Também diz que empresas da localidade devem adotar procedimentos ambientalmente responsáveis, tais como o uso de filtros nas chaminés ou a adoção de procedimentos menos poluentes. 

Em nota, o IEC afirmou que vem contribuindo com os órgãos de saúde e com o Ministério Público “no sentido de se delinear encaminhamentos que visem encontrar soluções para mitigar e/ou sanar o cenário observado até o momento.”

Os dados do levantamento foram apresentados em 12 de agosto na Sespa (Secretaria de Saúde do Estado do Pará). Também participaram da reunião representantes da secretaria de Saúde de Barcarena e do Lacen-PA (Laboratório Central do Pará). Dois dias depois, os dados foram apresentados ao Ministério Público Federal do Pará e à Promotoria de Justiça de Barcarena. 

O Ministério Público Federal do Pará afirmou, em nota, que está analisando o material do estudo para verificar quais medidas serão adotadas pelo órgão. Explica ainda que há 41 ações e investigações em andamento relacionadas a questões socioambientais e no distrito industrial de Barcarena. Três delas envolvem Dom Manuel. 

Em nota, a Secretaria de Estado de Meio Ambiente e Sustentabilidade do Pará afirmou que não foi informada oficialmente sobre o estudo e que não se pronunciará a respeito. 

A Alunorte, empresa do grupo Hydro, afirmou em nota que realiza o monitoramento de metais pesados a cada seis meses e que todos os resultados estão abaixo dos limites legais. Esses dados são reportados às instituições ambientais anualmente, conforme previsto na licença de operação, segundo a empresa.

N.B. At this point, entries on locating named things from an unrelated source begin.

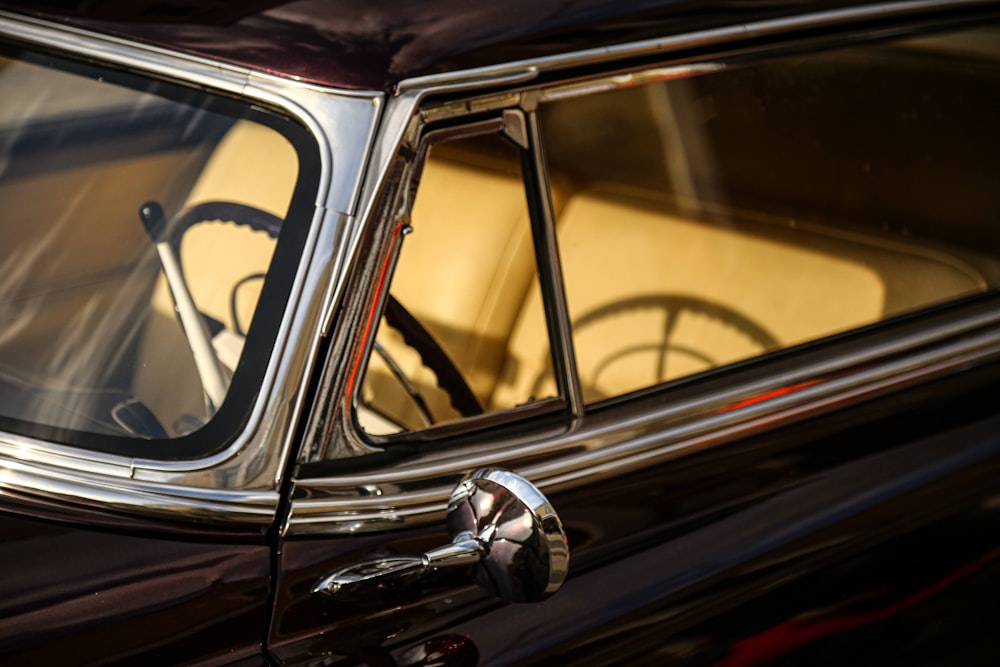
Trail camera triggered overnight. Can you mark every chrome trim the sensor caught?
[521,108,583,419]
[286,311,1000,535]
[312,469,569,602]
[397,0,992,95]
[0,12,384,524]
[285,0,1000,535]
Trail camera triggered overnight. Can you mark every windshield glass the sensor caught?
[0,51,316,457]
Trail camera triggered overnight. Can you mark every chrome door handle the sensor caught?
[313,469,569,602]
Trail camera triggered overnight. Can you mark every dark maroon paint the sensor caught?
[0,0,916,90]
[270,366,1000,667]
[0,508,270,665]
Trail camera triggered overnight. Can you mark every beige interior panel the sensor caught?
[364,151,565,424]
[497,193,982,402]
[134,121,298,435]
[0,151,208,378]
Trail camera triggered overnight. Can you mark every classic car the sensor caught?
[0,0,1000,667]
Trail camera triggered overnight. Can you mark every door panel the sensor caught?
[271,366,1000,665]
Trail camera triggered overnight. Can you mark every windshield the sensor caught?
[0,51,316,456]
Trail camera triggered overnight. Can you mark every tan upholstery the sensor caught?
[0,150,205,380]
[135,121,298,434]
[365,149,552,430]
[495,192,983,404]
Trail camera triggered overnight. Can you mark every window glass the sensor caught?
[0,47,312,457]
[358,135,556,435]
[524,28,1000,403]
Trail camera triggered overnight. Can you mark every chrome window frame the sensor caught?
[0,12,384,530]
[284,1,1000,536]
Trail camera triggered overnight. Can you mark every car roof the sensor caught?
[0,0,900,91]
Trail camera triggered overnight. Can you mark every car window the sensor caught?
[510,29,1000,403]
[358,134,557,435]
[0,45,316,457]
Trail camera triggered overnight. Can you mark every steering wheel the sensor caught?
[121,201,283,438]
[532,294,781,402]
[374,294,483,426]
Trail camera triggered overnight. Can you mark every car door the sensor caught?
[269,11,1000,665]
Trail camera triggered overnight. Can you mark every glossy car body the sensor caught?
[0,1,1000,665]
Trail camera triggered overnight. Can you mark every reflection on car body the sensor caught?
[0,0,1000,665]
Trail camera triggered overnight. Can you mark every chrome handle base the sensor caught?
[312,469,569,602]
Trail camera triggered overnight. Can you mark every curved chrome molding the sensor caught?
[286,311,1000,534]
[397,0,992,95]
[0,12,384,523]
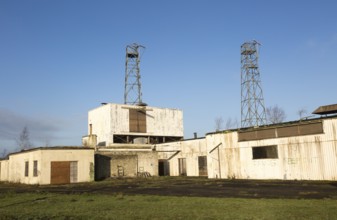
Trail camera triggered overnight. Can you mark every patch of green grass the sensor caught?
[0,192,337,220]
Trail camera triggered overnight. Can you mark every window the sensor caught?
[129,109,146,133]
[178,158,187,176]
[25,161,29,176]
[33,160,37,176]
[198,156,207,176]
[70,161,77,183]
[252,145,278,160]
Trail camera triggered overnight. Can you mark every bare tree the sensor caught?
[297,108,307,118]
[214,117,223,131]
[18,126,32,150]
[266,105,286,124]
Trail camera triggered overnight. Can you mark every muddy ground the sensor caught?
[0,177,337,199]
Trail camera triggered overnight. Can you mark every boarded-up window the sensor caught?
[158,160,170,176]
[252,145,278,160]
[33,160,37,176]
[198,156,207,176]
[70,161,77,183]
[25,161,29,176]
[178,158,187,176]
[129,109,146,133]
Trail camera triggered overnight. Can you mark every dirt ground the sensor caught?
[0,177,337,199]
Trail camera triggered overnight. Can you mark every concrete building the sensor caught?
[0,147,94,184]
[82,103,184,179]
[155,138,208,176]
[82,103,184,147]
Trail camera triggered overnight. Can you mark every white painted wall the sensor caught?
[88,103,184,146]
[8,148,94,184]
[156,138,207,176]
[206,118,337,180]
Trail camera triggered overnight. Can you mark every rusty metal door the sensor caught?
[50,161,70,184]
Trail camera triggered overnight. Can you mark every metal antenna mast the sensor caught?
[124,43,145,105]
[241,40,267,127]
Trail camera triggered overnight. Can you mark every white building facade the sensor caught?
[0,147,94,184]
[82,103,184,146]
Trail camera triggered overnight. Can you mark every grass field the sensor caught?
[0,191,337,220]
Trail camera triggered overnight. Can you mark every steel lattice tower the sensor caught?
[124,43,145,105]
[241,40,267,127]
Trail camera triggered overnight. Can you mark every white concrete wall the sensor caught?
[88,103,184,146]
[8,150,42,184]
[206,119,337,180]
[156,138,207,176]
[0,160,8,181]
[40,149,94,184]
[8,148,94,184]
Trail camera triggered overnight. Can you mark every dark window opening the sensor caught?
[252,145,278,160]
[129,109,146,133]
[158,160,170,176]
[198,156,207,176]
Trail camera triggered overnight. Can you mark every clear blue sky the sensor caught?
[0,0,337,150]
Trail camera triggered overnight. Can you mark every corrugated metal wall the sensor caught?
[206,118,337,180]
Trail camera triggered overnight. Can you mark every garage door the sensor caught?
[50,161,77,184]
[50,161,70,184]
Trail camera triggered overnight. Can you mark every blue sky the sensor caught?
[0,0,337,150]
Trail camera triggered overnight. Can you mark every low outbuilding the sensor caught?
[0,147,95,184]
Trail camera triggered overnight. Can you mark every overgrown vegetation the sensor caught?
[0,192,337,220]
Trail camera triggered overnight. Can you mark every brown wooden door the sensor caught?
[50,161,70,184]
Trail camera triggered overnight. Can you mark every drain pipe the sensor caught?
[209,142,222,179]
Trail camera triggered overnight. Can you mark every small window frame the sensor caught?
[33,160,38,177]
[252,145,279,160]
[25,161,29,177]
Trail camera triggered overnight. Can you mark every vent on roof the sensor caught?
[312,104,337,115]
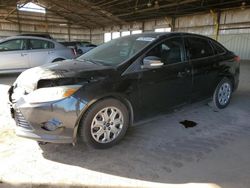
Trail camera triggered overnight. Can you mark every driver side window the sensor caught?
[146,37,183,65]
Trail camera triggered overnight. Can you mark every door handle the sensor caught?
[177,69,191,78]
[21,53,28,56]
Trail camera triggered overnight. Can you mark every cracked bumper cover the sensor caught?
[11,96,86,143]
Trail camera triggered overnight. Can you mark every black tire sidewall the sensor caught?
[80,99,129,149]
[213,78,233,109]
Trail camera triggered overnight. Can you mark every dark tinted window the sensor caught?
[78,35,155,66]
[29,39,54,50]
[146,38,183,65]
[212,41,225,54]
[0,39,27,51]
[186,37,214,59]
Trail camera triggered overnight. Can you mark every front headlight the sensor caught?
[25,85,81,103]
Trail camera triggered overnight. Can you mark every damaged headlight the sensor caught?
[25,85,81,103]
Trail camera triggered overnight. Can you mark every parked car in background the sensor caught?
[18,33,53,39]
[9,32,240,148]
[0,36,75,73]
[61,41,97,55]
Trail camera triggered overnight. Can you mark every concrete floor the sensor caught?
[0,62,250,188]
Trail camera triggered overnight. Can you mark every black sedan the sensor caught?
[9,33,239,148]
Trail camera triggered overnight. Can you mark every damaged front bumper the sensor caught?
[9,87,86,143]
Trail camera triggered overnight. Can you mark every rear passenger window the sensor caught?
[29,39,54,50]
[146,37,183,65]
[186,37,214,59]
[212,41,225,54]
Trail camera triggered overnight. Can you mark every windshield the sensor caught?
[77,35,155,66]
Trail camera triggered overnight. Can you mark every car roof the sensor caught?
[1,35,57,43]
[130,32,213,39]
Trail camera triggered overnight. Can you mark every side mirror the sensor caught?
[142,56,163,69]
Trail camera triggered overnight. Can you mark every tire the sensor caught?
[77,49,83,55]
[52,58,65,63]
[79,98,129,149]
[212,78,233,111]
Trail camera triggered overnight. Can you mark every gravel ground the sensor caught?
[0,62,250,188]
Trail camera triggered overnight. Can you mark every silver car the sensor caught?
[0,36,75,73]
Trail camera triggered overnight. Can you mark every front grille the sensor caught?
[15,110,32,130]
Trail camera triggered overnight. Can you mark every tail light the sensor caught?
[234,56,240,63]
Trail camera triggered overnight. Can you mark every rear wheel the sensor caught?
[80,99,129,149]
[212,78,232,110]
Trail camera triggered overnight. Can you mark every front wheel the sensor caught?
[79,99,129,149]
[213,78,232,110]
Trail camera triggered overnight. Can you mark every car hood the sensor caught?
[13,60,115,93]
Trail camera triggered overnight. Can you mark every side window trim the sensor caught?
[0,38,28,52]
[142,36,187,67]
[27,39,55,51]
[183,35,217,61]
[209,39,226,56]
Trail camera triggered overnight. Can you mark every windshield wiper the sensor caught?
[76,59,103,65]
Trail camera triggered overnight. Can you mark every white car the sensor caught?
[0,36,75,73]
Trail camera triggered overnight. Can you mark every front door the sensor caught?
[29,39,54,67]
[184,36,218,102]
[138,37,192,117]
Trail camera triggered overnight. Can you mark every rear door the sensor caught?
[29,39,54,67]
[184,36,219,101]
[139,37,192,116]
[0,39,29,71]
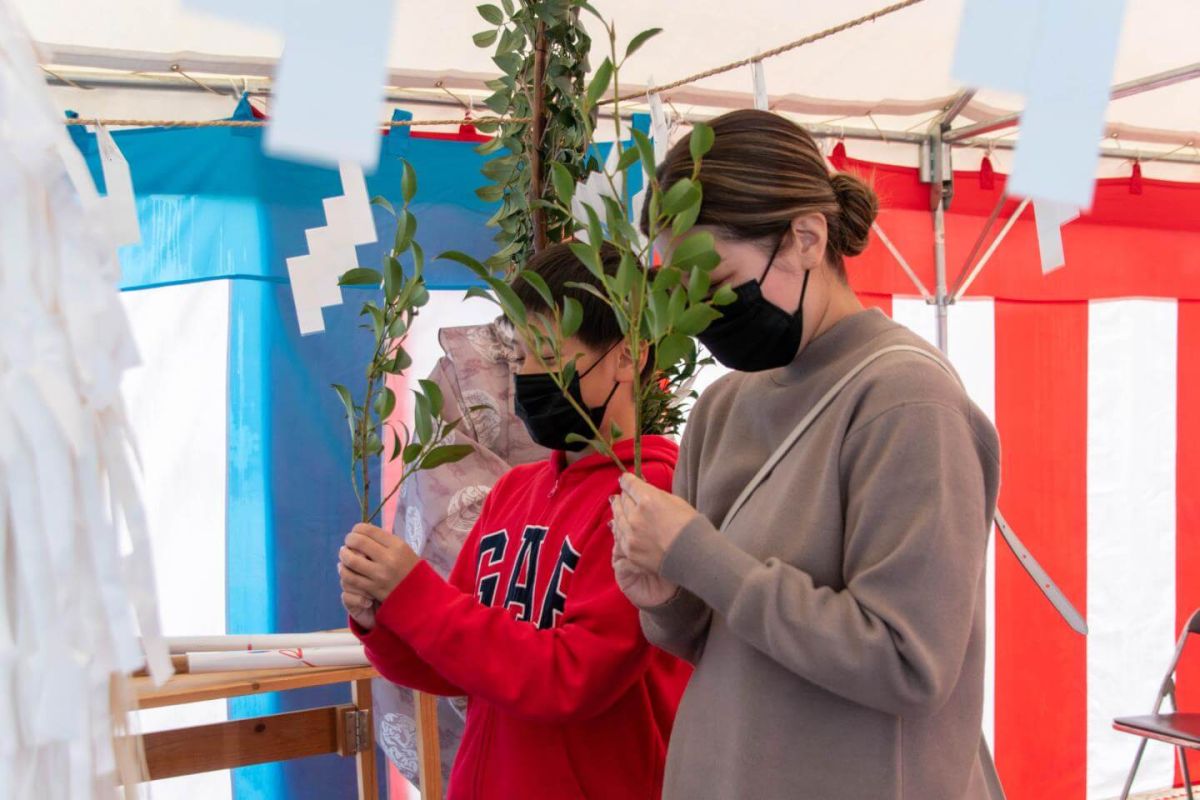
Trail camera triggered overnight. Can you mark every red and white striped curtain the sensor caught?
[381,155,1200,800]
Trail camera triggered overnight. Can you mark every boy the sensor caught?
[338,245,689,800]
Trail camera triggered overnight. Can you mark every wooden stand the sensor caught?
[413,691,442,800]
[133,667,376,800]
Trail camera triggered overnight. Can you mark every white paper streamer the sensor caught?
[96,125,142,248]
[0,0,170,800]
[1033,200,1079,275]
[187,644,368,673]
[167,632,359,654]
[750,61,768,112]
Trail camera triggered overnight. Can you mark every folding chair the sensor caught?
[1112,609,1200,800]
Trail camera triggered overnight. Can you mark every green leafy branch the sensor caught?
[334,161,474,522]
[451,10,734,474]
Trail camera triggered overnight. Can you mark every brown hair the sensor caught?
[642,109,880,278]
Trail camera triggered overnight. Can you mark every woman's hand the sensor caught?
[337,523,421,603]
[612,541,679,608]
[612,474,698,576]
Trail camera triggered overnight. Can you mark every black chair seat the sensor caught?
[1112,714,1200,747]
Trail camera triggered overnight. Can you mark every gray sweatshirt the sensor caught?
[642,311,1000,800]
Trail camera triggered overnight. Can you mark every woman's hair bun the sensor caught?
[829,173,880,255]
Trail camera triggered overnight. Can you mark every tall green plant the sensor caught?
[440,10,733,474]
[474,0,598,277]
[334,161,473,522]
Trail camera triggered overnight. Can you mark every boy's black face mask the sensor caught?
[512,344,619,452]
[697,239,811,372]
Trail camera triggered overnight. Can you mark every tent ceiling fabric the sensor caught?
[17,0,1200,131]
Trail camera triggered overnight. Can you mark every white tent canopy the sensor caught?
[18,0,1200,180]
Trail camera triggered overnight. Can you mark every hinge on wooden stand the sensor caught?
[338,706,371,756]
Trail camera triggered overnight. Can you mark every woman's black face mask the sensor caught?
[697,236,811,372]
[514,342,619,452]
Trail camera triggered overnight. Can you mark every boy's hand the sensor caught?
[612,542,679,608]
[612,473,698,575]
[342,590,374,631]
[337,523,421,603]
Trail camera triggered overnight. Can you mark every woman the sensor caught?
[613,110,1000,800]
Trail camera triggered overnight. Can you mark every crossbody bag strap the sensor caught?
[721,344,958,530]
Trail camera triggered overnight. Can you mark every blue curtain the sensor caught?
[70,100,647,800]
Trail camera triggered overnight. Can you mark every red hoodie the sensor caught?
[352,437,690,800]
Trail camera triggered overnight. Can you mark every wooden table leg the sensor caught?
[350,679,379,800]
[413,691,442,800]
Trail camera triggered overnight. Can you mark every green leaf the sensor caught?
[688,122,716,162]
[517,270,554,308]
[662,178,701,216]
[674,303,721,336]
[566,281,610,303]
[421,445,475,469]
[467,287,500,306]
[438,249,492,278]
[654,333,696,369]
[416,380,445,416]
[400,160,416,205]
[331,384,356,441]
[667,287,688,327]
[550,161,575,205]
[562,297,583,339]
[632,128,655,175]
[487,277,527,326]
[371,194,396,216]
[374,386,396,420]
[392,209,416,253]
[671,194,704,237]
[388,314,408,339]
[671,230,721,270]
[359,302,384,342]
[409,281,430,308]
[384,347,413,375]
[625,28,662,59]
[688,266,713,302]
[484,89,512,114]
[475,185,504,203]
[337,266,383,287]
[586,59,612,108]
[475,137,504,156]
[480,156,520,181]
[413,391,433,445]
[713,285,738,306]
[568,242,604,281]
[475,5,504,25]
[413,241,425,273]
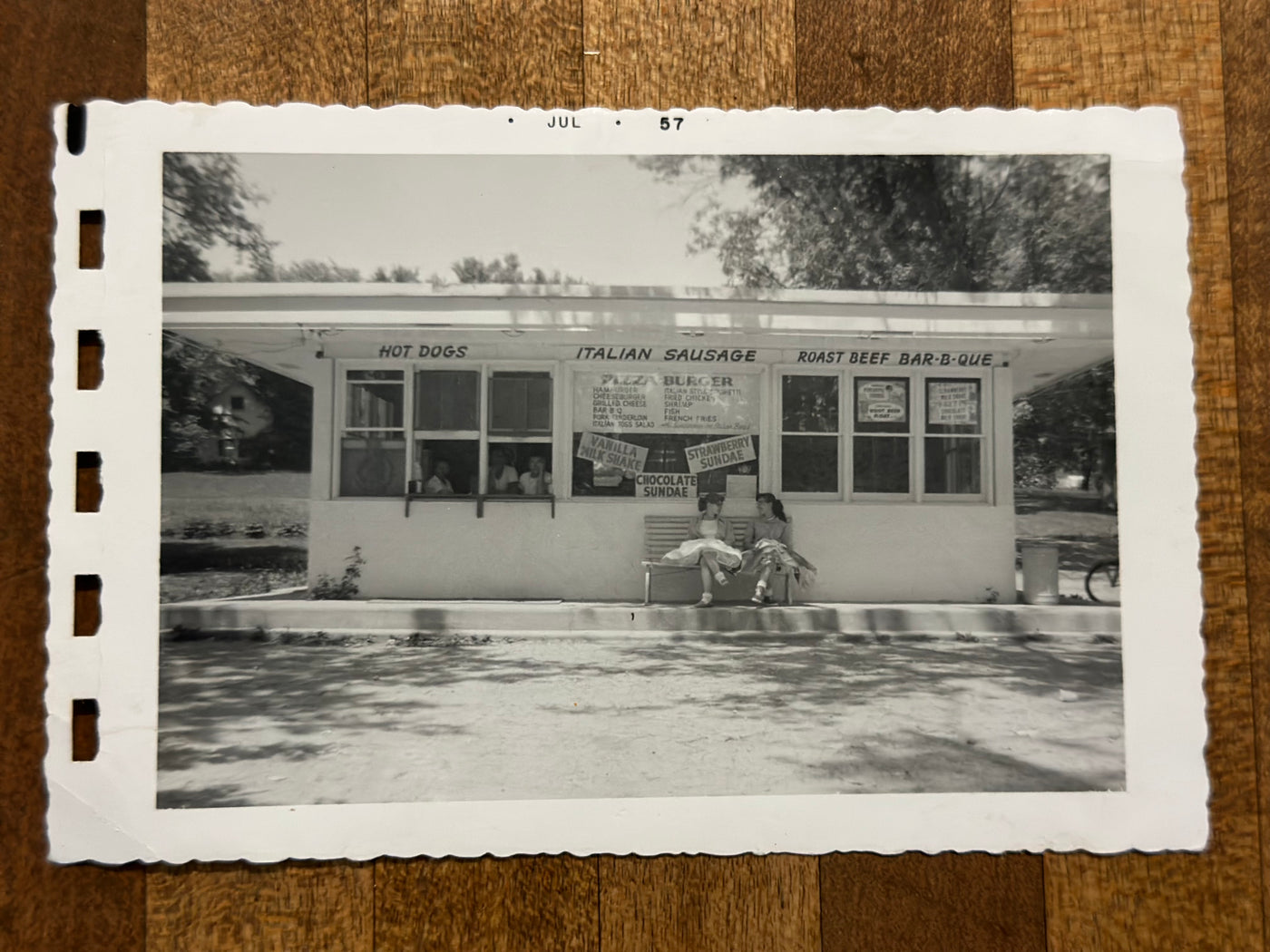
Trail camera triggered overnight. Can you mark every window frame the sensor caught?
[772,364,851,501]
[330,358,560,502]
[555,361,762,507]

Diz também que não houve vazamento ou transbordo dos depósitos de resíduo de bauxita da refinaria após fevereiro de 2018. E que, após o episódio, “buscou construir um relacionamento mais próximo e transparente” com as comunidades locais. A prefeitura de Barcarena, por sua vez, não respondeu aos questionamentos da reportagem. Não conseguiu entrar em contato com a Imerys e a Tecop.